メジャーレーベルと契約していないミュージシャンは、ライヴができないとき、デジタル放送の時間を確保するためにメジャーなアーティストと戦う代わりに、カセットテープを配るようになりました。大物アーティストもこの流れに注目するように、パンデミックが始まってからは、レディー・ガガ、ビリー・アイリッシュ、テイラー・スウィフトなどのミュージシャンがカセットテープで自分たちの音楽をリリースするようになりました。今では、メジャーな映画のサウンドトラックもカセットテープとして店頭に並んでいます。

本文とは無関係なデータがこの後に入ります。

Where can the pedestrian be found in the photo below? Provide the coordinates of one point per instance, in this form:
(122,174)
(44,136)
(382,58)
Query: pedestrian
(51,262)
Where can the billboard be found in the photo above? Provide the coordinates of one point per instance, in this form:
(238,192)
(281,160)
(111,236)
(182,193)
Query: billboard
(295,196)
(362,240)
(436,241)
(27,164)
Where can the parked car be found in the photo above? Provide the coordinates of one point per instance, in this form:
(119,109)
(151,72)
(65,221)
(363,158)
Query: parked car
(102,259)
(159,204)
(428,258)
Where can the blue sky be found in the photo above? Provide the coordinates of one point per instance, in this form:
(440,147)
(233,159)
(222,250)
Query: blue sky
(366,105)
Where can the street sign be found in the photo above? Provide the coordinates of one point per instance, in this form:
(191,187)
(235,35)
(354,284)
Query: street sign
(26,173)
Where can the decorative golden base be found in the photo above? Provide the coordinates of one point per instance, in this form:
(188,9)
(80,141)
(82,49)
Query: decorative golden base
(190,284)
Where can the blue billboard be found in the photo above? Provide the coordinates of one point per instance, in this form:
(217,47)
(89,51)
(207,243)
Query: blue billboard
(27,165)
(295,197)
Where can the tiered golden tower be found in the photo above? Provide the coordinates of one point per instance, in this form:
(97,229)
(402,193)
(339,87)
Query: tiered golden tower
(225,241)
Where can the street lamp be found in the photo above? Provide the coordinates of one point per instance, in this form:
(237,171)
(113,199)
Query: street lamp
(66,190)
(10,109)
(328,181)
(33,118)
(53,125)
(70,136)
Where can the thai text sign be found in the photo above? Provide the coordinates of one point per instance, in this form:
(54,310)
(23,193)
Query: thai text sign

その結果、ナショナル・オーディオ・カンパニーの売上高は、会社設立以来の最高記録を更新しています。

社長のスティーヴ・ステップは現在のカセットオーディオの最大の消費者層は35歳以下で、デジタルミュージック世代の一員だと指摘しています。

「耳はアナログなのです。取り巻く世界もアナログ。音楽を聴くとき、それが実際のアーティストやバンド、オーケストラの演奏であれば、各ミリ秒ごとにあらゆるレベルの周波数が聴こえてきます。耳はそれを聴くようにできています。それをハーモニクスと呼ばれています。しかし、デジタル録音では、ハーモニクスはありません。各ミリ秒ごとの支配的な周波数を聴いているのです」

「音楽をダウンロードするとき、手元には何もありません。携帯電話か何かで再生されます。多少のお金を払っていても、自分が何かを所有しているという感覚はありません。机の上に置くこともできないし、友達と交換することもできない。一方でオーディオカセットは、目に見えるものを与えてくれる。私はこれを買った、私はこれを所有している、もし誰かにあげたり、交換したりしたければ、そうすることができるのです」

テープがどのように作られているかを見てみたいという方のために、ナショナル・オーディオ・カンパニーでは、135,000平方フィートの工場をリクエストに応じて無料で見学できるツアーを実施しています。2週間に1度、10人から20人のグループを対象に、ガイドが工場見学のように案内しています。